As the Red Queen pointed out to Alice, if you practice, you can believe seven impossible things before breakfast. Unfortunately, many Americans do just that. Your mileage may vary.

Monday, April 17, 2006

Crazy Love




My kids drive me crazy. But I love them like crazy. They are both bright, witty, kind, rather cute (people tell me so), but in so many ways so TOTALLY unlike me that I wonder if we really know who their mother was. They wear me out. There is a reason that at a Certain Age, boys want to leave home, and magically, it's about the same time that you want to say "I love you very much. Go away." They never asked for much. There were no TVs and computers in their rooms, no new cars (Number One Son: "I have the second ugliest car in the entire school. It's embarassing." Mom: "Are you glad you don't have to ride the bus as a senior?") Number Two Son, I am convinced, lies awake at night trying to find ways to torture me. Wait, that would require EFFORT on his part. It must just come naturally to him. When I accused Boy One of being spoiled, he answered - Mom, I realize that I am privileged, but I don't think I am spoiled.

I want to wail about my youngest, but I realize that it could be much much worse. He's law abiding, kind, and he does have brains, they just have not quite jelled into an actual structure yet. Today, he told me that he doesn't want to do anything to give up his 'individuality'. That might sound impressive, if he didn't dress, talk, and groom himself as a clone of about two dozens of the kids that wander in and out of our home. I hate that eye-rolling thing they do when you speak English to them...

The pictures are from our Blood and Guts tour of France. The Catacombs, Versailles. Naw, they're not spoiled.

Wednesday, April 5, 2006

A tired little girl...

I received this picture, along with a card, in the mail today. It read:

"This little girl was born Aug. 30, 1937. I figure she's about 4 yrs old, so it was probably taken in 1941 - in Electra, Tx.

Her mom always made her and her big sister wear a bonnet while outside. She looks awfully tired and is probably resting. Can you guess who she is?"

(From my mom....)

Happy 72, Daddy. Thanks for being there for me and my boys all these years.

Tuesday, April 4, 2006

Je pense...



I love history, and as the comedian Eddie Izzard says "I'm from Europe. That's where history comes from." While I don't think too much of the French people as a group, I've met wonderful individuals, and they have a beautiful country (ditto that thought on Colorado and its natives.) European history is largely a precursor of U S history. I know, I know, we have people and influence from all over the world. But American culture and our form of government are primarily of Western European descent, so even if you're immigrated from Bangladesh or Greater Mongolia, you've chosen to live in a culture predominated by western European philosophies, languages, government, religions, et al. You can add your own seasonings, but this is the dish that's on the menu.
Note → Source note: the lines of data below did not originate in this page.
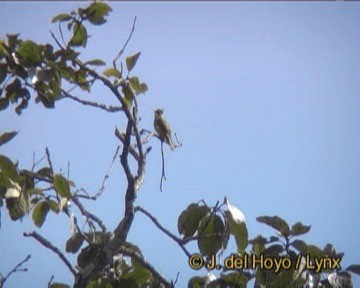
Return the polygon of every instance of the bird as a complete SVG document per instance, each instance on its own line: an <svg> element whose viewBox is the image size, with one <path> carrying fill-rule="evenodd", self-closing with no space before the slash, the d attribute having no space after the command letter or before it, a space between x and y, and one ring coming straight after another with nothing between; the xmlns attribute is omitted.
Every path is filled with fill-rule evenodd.
<svg viewBox="0 0 360 288"><path fill-rule="evenodd" d="M154 128L156 133L158 134L160 140L168 144L171 150L175 149L174 143L171 138L171 129L169 124L166 122L164 118L164 110L156 109L155 117L154 117Z"/></svg>

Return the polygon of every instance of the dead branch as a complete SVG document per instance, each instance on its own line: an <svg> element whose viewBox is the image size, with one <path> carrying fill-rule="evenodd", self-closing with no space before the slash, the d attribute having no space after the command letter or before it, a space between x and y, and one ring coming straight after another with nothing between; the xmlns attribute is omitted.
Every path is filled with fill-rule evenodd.
<svg viewBox="0 0 360 288"><path fill-rule="evenodd" d="M35 231L32 232L28 232L28 233L24 233L23 234L25 237L33 237L35 238L38 242L40 242L40 244L42 244L44 247L50 249L51 251L53 251L55 254L57 254L60 259L65 263L66 267L68 267L68 269L70 270L70 272L76 276L77 272L75 270L75 268L73 268L69 262L69 260L65 257L65 255L60 251L59 248L57 248L56 246L54 246L49 240L47 240L46 238L42 237L40 234L38 234Z"/></svg>
<svg viewBox="0 0 360 288"><path fill-rule="evenodd" d="M130 34L128 36L128 38L126 39L126 42L123 46L123 48L119 51L119 53L115 56L114 60L113 60L113 66L114 68L116 68L116 61L121 57L121 55L124 53L126 46L128 45L128 43L130 42L130 39L135 31L135 24L136 24L136 17L134 18L133 21L133 26L131 28Z"/></svg>
<svg viewBox="0 0 360 288"><path fill-rule="evenodd" d="M17 272L26 272L27 268L21 268L21 266L24 265L27 261L29 261L30 258L31 258L31 255L29 254L28 256L26 256L26 258L24 260L22 260L21 262L16 264L16 266L5 277L1 277L1 279L0 279L0 287L1 288L4 287L4 284L5 284L6 280L9 279L11 274L17 273ZM0 275L0 276L2 276L2 275Z"/></svg>
<svg viewBox="0 0 360 288"><path fill-rule="evenodd" d="M164 141L161 141L161 179L160 179L160 191L162 192L162 181L166 181L165 176L165 157L164 157Z"/></svg>
<svg viewBox="0 0 360 288"><path fill-rule="evenodd" d="M65 91L64 89L61 89L62 94L64 95L64 98L69 98L71 100L74 100L78 103L81 103L85 106L91 106L91 107L95 107L95 108L99 108L101 110L104 110L106 112L119 112L122 111L121 107L117 107L117 106L106 106L105 104L102 103L97 103L97 102L92 102L92 101L87 101L87 100L82 100L76 96L71 95L69 92Z"/></svg>
<svg viewBox="0 0 360 288"><path fill-rule="evenodd" d="M106 230L107 230L106 226L99 217L97 217L94 214L87 211L76 196L72 197L71 200L79 208L82 215L84 215L86 218L89 218L89 219L93 220L94 222L96 222L100 226L102 232L104 232L104 233L106 232Z"/></svg>
<svg viewBox="0 0 360 288"><path fill-rule="evenodd" d="M188 257L191 256L190 252L184 246L183 239L175 236L173 233L171 233L169 230L167 230L165 227L163 227L159 223L159 221L153 215L151 215L148 211L146 211L144 208L142 208L140 206L136 206L135 212L138 212L138 211L143 213L144 215L146 215L148 218L150 218L150 220L155 224L156 227L158 227L162 232L164 232L167 236L169 236L171 239L173 239L180 246L180 248L184 251L186 256L188 256Z"/></svg>
<svg viewBox="0 0 360 288"><path fill-rule="evenodd" d="M161 276L160 273L157 272L156 269L151 264L145 261L145 259L139 253L126 248L121 248L120 253L124 254L125 256L135 258L138 262L140 262L142 266L148 269L151 272L151 274L166 288L174 287L174 285L168 282L163 276Z"/></svg>
<svg viewBox="0 0 360 288"><path fill-rule="evenodd" d="M117 157L117 155L118 155L118 153L119 153L119 150L120 150L120 146L117 146L116 151L115 151L115 153L114 153L114 156L113 156L113 158L112 158L112 161L111 161L109 170L107 171L107 173L106 173L105 176L104 176L104 179L103 179L103 181L102 181L101 187L100 187L99 191L98 191L98 192L96 193L96 195L95 195L95 199L97 199L98 197L100 197L101 194L105 191L106 181L107 181L107 180L109 179L109 177L110 177L110 174L111 174L111 171L112 171L112 169L113 169L113 167L114 167L115 160L116 160L116 157Z"/></svg>

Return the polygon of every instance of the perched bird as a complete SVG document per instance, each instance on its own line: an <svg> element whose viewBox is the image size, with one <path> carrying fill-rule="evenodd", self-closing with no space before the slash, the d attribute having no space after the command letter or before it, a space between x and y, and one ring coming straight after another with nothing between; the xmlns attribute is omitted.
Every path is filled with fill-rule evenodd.
<svg viewBox="0 0 360 288"><path fill-rule="evenodd" d="M160 140L168 144L171 150L174 150L175 146L171 139L171 129L164 118L164 110L162 109L155 110L154 128Z"/></svg>

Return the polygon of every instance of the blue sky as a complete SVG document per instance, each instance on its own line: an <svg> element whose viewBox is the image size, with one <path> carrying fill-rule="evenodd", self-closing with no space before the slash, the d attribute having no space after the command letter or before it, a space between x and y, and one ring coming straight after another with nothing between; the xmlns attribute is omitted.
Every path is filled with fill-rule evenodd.
<svg viewBox="0 0 360 288"><path fill-rule="evenodd" d="M1 37L21 32L24 39L52 42L49 30L57 26L51 17L83 4L1 2ZM125 54L142 52L134 70L149 86L139 96L142 125L151 129L153 110L164 108L183 142L166 151L163 193L160 146L151 143L137 204L176 233L177 217L188 204L204 199L214 205L227 195L245 213L251 237L272 233L257 216L279 215L290 224L312 225L302 239L320 247L334 244L345 252L344 267L359 263L360 4L110 4L108 23L89 29L83 59L103 58L110 66L137 16ZM91 97L115 103L101 87ZM71 179L93 193L118 145L114 127L124 124L120 114L66 100L53 111L32 104L21 117L14 111L0 117L1 131L20 131L2 153L30 166L33 152L40 158L49 147L55 167L66 171L70 161ZM117 166L100 201L90 203L110 229L124 212L124 180ZM7 287L45 286L51 275L71 283L55 255L21 236L34 229L30 218L9 223L2 211L1 272L33 256L31 270L12 277ZM60 247L70 234L64 216L49 216L38 230ZM180 271L179 287L200 274L142 215L129 238L168 279Z"/></svg>

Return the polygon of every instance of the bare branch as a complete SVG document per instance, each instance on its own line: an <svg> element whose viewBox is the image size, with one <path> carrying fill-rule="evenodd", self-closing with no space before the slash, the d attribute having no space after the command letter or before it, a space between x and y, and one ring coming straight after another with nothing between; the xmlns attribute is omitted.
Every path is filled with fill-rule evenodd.
<svg viewBox="0 0 360 288"><path fill-rule="evenodd" d="M82 215L84 215L86 218L89 218L93 221L95 221L101 228L102 232L106 232L106 226L105 224L100 220L99 217L95 216L94 214L90 213L85 209L85 207L81 204L79 199L77 199L76 196L72 197L71 200L75 203L75 205L79 208Z"/></svg>
<svg viewBox="0 0 360 288"><path fill-rule="evenodd" d="M123 247L120 249L120 252L122 254L124 254L125 256L136 258L136 260L142 266L144 266L146 269L148 269L151 272L151 274L166 288L174 287L174 285L172 283L168 282L163 276L161 276L160 273L157 272L156 269L151 264L146 262L145 259L139 253L132 251L130 249L123 248Z"/></svg>
<svg viewBox="0 0 360 288"><path fill-rule="evenodd" d="M120 52L115 56L115 58L114 58L114 60L113 60L114 68L116 68L116 61L117 61L117 60L121 57L121 55L124 53L126 46L127 46L128 43L130 42L130 39L131 39L131 37L132 37L132 35L133 35L134 31L135 31L135 24L136 24L136 17L134 18L133 26L132 26L132 28L131 28L131 32L130 32L130 34L129 34L128 39L126 40L123 48L120 50Z"/></svg>
<svg viewBox="0 0 360 288"><path fill-rule="evenodd" d="M22 260L21 262L16 264L16 266L4 278L0 279L1 280L0 287L4 287L6 280L9 279L11 274L16 273L16 272L26 272L27 268L21 268L21 266L24 265L27 261L29 261L30 258L31 258L31 255L29 254L28 256L26 256L26 258L24 260Z"/></svg>
<svg viewBox="0 0 360 288"><path fill-rule="evenodd" d="M61 92L64 95L64 98L69 98L69 99L74 100L78 103L81 103L85 106L92 106L92 107L99 108L101 110L104 110L107 112L112 112L112 113L123 110L121 107L117 107L117 106L106 106L105 104L102 104L102 103L96 103L96 102L92 102L92 101L82 100L78 97L71 95L70 93L66 92L63 89L61 89Z"/></svg>
<svg viewBox="0 0 360 288"><path fill-rule="evenodd" d="M161 179L160 179L160 191L162 192L162 181L166 181L165 176L165 158L164 158L164 141L161 141Z"/></svg>
<svg viewBox="0 0 360 288"><path fill-rule="evenodd" d="M115 136L122 142L124 143L125 141L125 134L122 134L116 127L115 127ZM129 146L129 152L130 154L135 158L136 161L139 161L139 154L136 152L136 150L132 147Z"/></svg>
<svg viewBox="0 0 360 288"><path fill-rule="evenodd" d="M35 231L32 232L28 232L28 233L24 233L23 234L25 237L33 237L35 238L38 242L40 242L40 244L42 244L43 246L45 246L46 248L50 249L51 251L53 251L55 254L57 254L60 259L65 263L66 267L68 267L68 269L70 270L70 272L76 276L77 272L75 270L75 268L73 268L69 262L69 260L65 257L65 255L60 251L59 248L57 248L56 246L54 246L49 240L47 240L46 238L42 237L40 234L38 234Z"/></svg>
<svg viewBox="0 0 360 288"><path fill-rule="evenodd" d="M45 148L45 152L46 152L46 158L47 158L47 160L48 160L51 173L54 174L54 168L53 168L53 166L52 166L52 162L51 162L51 158L50 158L50 151L49 151L49 148L48 148L48 147Z"/></svg>
<svg viewBox="0 0 360 288"><path fill-rule="evenodd" d="M136 206L134 210L135 210L135 212L140 211L144 215L149 217L150 220L156 225L156 227L158 227L162 232L164 232L167 236L169 236L171 239L173 239L180 246L180 248L185 252L186 256L188 256L188 257L191 256L190 252L184 246L184 241L181 238L176 237L173 233L171 233L169 230L167 230L165 227L163 227L159 223L159 221L154 216L152 216L148 211L146 211L145 209L143 209L140 206Z"/></svg>
<svg viewBox="0 0 360 288"><path fill-rule="evenodd" d="M120 146L117 146L116 151L115 151L115 153L114 153L114 156L113 156L113 158L112 158L112 161L111 161L109 170L108 170L108 172L106 173L106 175L104 176L104 179L103 179L103 182L102 182L102 184L101 184L101 187L100 187L99 191L98 191L98 192L96 193L96 195L95 195L95 199L97 199L98 197L100 197L101 194L105 191L106 181L107 181L107 179L109 179L109 177L110 177L110 173L111 173L111 171L112 171L112 169L113 169L113 167L114 167L116 157L117 157L117 155L119 154L119 150L120 150Z"/></svg>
With all that: look at a map of Europe, and France is this big ol' chunk in the middle. Whether you were marching up from Rome, headed towards the ocean from Germany, spreading Islam north from Spain, or looking for wine-growing weather from England, it's right there in the middle. The French were actually important on the world stage for a short time (as history goes), but their time has passed. But there is still two thousand years of post-Axial Age stuff to see. From the pre-Christian era ruins at Glanum, to Omaha Beach, it's all there.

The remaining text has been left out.